No es una tarea fácil, ni agradable, advierto. Tampoco es amena, ni visualmente placentera; es, en todo caso, agobiante; apesta, además, a lugar en ruinas, habitado por polvo viejo, orinado por gatos, cagado por perros. Pero no hay que desanimarse, insisto: es necesario que se vea y escuche al delfín cubano, a Alejandro Castro Espín.
Hay que hacerlo, y no porque lo que dice el delfín valga la pena. De hecho, es como escuchar a un guapo de barrio detenido en una esquina tratando de convencer a los transeúntes que su guapería es universal, y no de poca monta.
Si quisiera resumir mi impresión, al verlo/escucharlo en la entrevista que le realiza el periodista Iazonas Pipinis Velasco nada menos que al pie del Parthenon, en Grecia, diría que el delfín es un angustioso deja vu.
Habla, habla, habla.
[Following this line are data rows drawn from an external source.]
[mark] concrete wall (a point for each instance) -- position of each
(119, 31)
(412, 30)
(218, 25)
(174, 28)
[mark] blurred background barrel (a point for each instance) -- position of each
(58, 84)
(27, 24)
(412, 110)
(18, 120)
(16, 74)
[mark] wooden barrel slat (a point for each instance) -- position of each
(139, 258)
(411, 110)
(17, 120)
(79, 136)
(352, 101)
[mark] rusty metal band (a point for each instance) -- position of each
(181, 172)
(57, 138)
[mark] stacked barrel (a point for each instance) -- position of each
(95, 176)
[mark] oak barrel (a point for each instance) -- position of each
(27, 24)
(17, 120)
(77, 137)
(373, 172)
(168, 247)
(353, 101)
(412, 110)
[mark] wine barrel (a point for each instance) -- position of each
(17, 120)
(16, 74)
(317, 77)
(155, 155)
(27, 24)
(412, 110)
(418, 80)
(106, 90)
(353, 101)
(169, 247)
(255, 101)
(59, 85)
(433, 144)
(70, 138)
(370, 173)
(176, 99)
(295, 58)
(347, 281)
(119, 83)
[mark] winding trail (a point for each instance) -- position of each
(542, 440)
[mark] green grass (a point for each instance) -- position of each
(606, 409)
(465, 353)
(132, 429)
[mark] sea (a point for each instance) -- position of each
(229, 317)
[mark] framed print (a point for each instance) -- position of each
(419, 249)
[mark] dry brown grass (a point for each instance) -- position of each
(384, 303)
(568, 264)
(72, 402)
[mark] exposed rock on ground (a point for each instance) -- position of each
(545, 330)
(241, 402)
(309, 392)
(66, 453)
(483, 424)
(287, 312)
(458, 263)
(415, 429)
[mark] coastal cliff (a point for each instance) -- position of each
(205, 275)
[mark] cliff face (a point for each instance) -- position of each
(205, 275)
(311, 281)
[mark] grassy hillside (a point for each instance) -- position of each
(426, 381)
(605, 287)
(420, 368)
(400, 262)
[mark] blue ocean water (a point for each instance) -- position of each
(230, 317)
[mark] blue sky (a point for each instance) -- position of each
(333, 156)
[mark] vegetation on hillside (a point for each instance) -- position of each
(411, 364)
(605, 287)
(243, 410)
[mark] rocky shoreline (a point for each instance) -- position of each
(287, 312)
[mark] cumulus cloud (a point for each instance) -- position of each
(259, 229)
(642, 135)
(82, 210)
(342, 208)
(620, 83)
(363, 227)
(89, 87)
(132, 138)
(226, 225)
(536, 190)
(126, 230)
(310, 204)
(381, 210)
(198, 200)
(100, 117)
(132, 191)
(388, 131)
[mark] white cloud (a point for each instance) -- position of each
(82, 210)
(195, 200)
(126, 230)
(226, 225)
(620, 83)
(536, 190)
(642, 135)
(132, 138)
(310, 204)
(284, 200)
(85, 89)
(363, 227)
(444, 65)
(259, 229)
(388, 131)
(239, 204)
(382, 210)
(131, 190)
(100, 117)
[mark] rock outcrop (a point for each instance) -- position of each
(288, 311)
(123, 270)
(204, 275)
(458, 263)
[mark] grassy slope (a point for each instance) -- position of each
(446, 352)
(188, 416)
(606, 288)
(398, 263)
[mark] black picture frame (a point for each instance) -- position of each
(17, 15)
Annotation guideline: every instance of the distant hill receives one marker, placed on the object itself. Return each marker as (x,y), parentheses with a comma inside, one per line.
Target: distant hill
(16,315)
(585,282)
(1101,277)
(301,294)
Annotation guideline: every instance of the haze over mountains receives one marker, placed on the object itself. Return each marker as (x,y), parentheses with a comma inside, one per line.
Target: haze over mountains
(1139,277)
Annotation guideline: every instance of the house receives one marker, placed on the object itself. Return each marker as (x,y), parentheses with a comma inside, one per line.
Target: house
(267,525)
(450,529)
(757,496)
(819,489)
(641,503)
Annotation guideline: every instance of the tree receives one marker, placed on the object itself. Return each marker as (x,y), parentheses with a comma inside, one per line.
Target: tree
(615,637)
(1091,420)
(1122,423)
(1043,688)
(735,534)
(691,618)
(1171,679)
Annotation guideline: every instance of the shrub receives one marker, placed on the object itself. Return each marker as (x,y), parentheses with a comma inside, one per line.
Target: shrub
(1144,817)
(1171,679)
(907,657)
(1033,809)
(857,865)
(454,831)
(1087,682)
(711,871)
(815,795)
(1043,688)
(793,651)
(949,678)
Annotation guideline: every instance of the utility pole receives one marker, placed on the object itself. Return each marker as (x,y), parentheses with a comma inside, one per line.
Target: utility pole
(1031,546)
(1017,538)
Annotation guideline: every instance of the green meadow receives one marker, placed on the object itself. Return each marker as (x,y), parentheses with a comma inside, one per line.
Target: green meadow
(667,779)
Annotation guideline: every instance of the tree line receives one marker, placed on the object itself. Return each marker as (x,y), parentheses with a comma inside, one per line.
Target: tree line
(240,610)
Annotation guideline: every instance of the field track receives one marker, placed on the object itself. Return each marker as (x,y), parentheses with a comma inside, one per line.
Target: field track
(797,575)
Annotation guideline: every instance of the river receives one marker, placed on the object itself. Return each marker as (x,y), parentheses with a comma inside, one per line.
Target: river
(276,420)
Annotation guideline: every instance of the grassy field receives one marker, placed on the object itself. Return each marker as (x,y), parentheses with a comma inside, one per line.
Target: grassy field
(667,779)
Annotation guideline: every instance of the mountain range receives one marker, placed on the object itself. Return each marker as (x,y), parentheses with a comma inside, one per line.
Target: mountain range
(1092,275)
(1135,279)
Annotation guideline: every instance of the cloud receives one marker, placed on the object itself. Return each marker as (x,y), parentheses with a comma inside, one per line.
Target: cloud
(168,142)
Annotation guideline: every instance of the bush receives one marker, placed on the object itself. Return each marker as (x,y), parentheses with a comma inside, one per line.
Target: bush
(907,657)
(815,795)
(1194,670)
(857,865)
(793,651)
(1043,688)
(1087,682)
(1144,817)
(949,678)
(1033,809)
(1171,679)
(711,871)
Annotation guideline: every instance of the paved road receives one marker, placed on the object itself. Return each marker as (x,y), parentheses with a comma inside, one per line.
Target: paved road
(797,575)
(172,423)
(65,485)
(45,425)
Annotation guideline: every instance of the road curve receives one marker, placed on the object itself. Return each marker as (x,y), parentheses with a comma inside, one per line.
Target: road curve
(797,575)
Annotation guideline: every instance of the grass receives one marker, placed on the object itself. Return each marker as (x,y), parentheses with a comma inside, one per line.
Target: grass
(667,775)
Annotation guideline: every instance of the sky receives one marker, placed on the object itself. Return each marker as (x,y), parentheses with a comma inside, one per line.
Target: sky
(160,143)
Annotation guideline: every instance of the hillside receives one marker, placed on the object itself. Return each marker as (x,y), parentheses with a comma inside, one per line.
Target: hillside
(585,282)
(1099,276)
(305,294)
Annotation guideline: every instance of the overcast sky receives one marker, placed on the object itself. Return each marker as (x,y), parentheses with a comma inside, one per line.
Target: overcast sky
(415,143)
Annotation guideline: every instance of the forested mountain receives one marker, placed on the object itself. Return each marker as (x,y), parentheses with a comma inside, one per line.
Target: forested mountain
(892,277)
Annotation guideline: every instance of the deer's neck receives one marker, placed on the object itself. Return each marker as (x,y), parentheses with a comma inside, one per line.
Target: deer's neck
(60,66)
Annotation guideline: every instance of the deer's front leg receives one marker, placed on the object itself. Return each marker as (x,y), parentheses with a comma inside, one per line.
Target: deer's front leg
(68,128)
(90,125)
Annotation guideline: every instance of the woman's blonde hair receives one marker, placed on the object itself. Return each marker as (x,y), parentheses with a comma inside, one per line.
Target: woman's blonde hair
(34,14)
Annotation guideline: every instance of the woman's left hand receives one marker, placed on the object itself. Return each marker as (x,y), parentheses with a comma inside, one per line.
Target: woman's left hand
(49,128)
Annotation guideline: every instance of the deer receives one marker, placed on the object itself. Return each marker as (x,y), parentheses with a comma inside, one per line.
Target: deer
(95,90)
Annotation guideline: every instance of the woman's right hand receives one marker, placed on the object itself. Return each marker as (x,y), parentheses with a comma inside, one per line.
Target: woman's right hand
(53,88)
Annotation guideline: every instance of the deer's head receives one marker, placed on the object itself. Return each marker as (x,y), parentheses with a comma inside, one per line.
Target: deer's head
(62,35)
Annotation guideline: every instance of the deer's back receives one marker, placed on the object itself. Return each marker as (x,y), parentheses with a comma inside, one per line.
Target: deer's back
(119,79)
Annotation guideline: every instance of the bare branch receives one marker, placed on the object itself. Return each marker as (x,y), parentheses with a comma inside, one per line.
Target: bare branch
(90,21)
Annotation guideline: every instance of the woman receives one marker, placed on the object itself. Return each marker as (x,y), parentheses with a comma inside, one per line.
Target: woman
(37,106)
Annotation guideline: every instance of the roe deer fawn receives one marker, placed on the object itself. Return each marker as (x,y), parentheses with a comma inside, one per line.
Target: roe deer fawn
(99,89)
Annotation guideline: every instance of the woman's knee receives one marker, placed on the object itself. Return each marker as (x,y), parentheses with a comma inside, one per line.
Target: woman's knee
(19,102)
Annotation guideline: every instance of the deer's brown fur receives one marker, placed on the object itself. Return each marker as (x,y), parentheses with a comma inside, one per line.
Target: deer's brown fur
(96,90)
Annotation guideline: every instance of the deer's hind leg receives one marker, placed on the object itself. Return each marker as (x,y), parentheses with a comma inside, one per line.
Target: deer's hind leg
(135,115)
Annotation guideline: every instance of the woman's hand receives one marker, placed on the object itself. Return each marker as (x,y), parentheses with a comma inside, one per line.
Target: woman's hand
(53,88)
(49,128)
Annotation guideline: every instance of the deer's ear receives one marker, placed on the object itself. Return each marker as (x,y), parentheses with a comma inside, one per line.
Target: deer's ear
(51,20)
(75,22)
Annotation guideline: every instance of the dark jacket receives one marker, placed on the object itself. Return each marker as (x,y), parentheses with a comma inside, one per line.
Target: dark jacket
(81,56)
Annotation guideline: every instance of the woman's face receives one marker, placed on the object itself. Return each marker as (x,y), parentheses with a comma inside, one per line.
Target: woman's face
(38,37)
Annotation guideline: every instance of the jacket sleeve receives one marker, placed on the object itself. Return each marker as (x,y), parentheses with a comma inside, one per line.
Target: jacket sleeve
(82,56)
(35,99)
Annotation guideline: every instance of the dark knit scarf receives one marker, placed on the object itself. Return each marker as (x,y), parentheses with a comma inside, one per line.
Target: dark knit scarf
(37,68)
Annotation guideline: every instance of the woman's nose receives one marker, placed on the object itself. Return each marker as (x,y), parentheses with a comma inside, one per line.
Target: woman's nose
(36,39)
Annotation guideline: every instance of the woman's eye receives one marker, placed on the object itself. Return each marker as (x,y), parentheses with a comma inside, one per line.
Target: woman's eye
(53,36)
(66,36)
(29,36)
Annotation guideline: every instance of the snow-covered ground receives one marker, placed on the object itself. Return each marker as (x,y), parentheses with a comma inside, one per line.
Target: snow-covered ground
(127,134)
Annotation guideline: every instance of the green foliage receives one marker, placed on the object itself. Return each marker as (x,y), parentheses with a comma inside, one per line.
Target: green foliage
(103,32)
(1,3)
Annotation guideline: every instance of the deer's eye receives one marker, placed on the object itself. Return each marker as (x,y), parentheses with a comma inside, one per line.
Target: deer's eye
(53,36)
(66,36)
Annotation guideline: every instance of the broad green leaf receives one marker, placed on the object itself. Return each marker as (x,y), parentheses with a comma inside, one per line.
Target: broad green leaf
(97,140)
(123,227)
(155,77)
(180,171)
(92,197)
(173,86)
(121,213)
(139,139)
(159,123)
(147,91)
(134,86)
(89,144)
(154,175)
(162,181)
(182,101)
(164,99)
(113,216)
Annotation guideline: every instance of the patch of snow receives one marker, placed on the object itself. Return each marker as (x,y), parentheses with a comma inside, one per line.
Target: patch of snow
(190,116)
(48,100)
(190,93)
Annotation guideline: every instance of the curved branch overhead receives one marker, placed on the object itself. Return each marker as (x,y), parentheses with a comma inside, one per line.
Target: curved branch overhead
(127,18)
Compulsivo, invasivo. Enronquece mientras inunda al infeliz que lo escucha –que, como yo, no tiene la maravillosa posibilidad de pulsar la pausa, de prisa, y tomar un respiro–, lo inunda, decía, con una verborrea de medio siglo de espesor; histérica, fluida, inflamada de dogmas, apuntalada por falacias enclenques, salpicada con citas, nombres, cifras, personajes, clichés, como moteado está un esputo con mala sangre.
Los ojos del delfín no se ven: están ocultos tras oscuros cristales polarizados de espejuelos que recuerdan a los de su padre; su nariz es roma, corta, mientras el bigotillo y la rala perilla le confieren un nostálgico aire de decimonónico revolucionario ruso, o de izquierdista trasnochado, de esos de la América de ellos. La boca, entreabierta entre frase y frase, es clara en su intención, que no se admiten interrupciones: “Aquí el que habla soy yo”, es el mensaje y la idea tras el gesto. O, como le dice en algún momento al pobre periodista, “pérate, déjame terminar, que es una idea importante”, y sigue hablando mierda. A borbotones.
El delfín se deleita escuchándose y haciéndose escuchar. Se siente político, historiador, experto. Desbarra en un español de acento gutural, barriobajero, ceceante por momentos. No responde, divaga en grande. Chapotea, más bien, con la elocuencia y argumentos de instructor de marxismo para adolescentes; la verdad, hasta parece estar convencido de la porquería que dice.
De repente se hace evidente que su tío, el mesiánico, está a su lado, detrás, dentro de él. Lo posee. El discurso es tan manido, tan agotado, tan anacrónico, tan absurdo, que por momentos pareciera que el anciano, como a un mal actor, le estuviera dictando al oído el parlamento.
Imperio, imperialista, enemigo, Estados Unidos, capitalismo, capital, gran capital, despiadado, brutal, nuestros logros, nuestra determinación, el pueblo, campesino, obrero, el pueblo que sabe, que conoce, que sufre, que ha sufrido, que no volverá a sufrir, nosotros, los pobres, los valientes, democracia representativa burguesa, democracia participativa, ¡la buena, la democrática, la cubana, cógela aquí!, y el imperio, más imperio, elite de poder imperial, la cámara de los lores británicos representa a la nobleza, la crisis, la de allá afuera, y nosotros ahí seguimos, sin problemas, solidaridad, y el pueblo, otra vez. O todavía. Esa es su arenga. Eso es lo que hay. Delfín chillón, muelero y hablador de cáscara.
El delfín Castro es el heraldo de su mediocre dinastía de guajiros biranenses devenidos dictadores; es su Hombre Nuevo. Ha sido encargado de vigilar a todos menos a su padre, y de llevar en brazos el cadáver de la Involución; de tal manera, los ayudó, al padre y al cadáver, a vadear el 17D, y los está depositando, hediendo e intactos, un día más allá, dejando claro al que esté prestando atención que no valen ni Obama, ni conversaciones, ni buenas voluntades: que allí, y que se entienda de una vez, no ha pasado nada.
El delfín es entonces otro Castro, la continuidad de la dictadura, la misma cosa. Es, aun siendo notoriamente mediocre, el heredero.
Hay días, los mejores, en que el destino de la nación cubana parece no poder empeorar. En otros, los días peores, pues aparece gente oscura. Como este neo Castro, o sus amanuenses, que por ahí andan, recordatorios todos de que, si bien se puede ser optimista con el futuro de Cuba, la realidad no tiene nada que ver con el optimismo.
La realidad, que es este legado del general presidente: el delfín, y la neurosis de sus chillidos.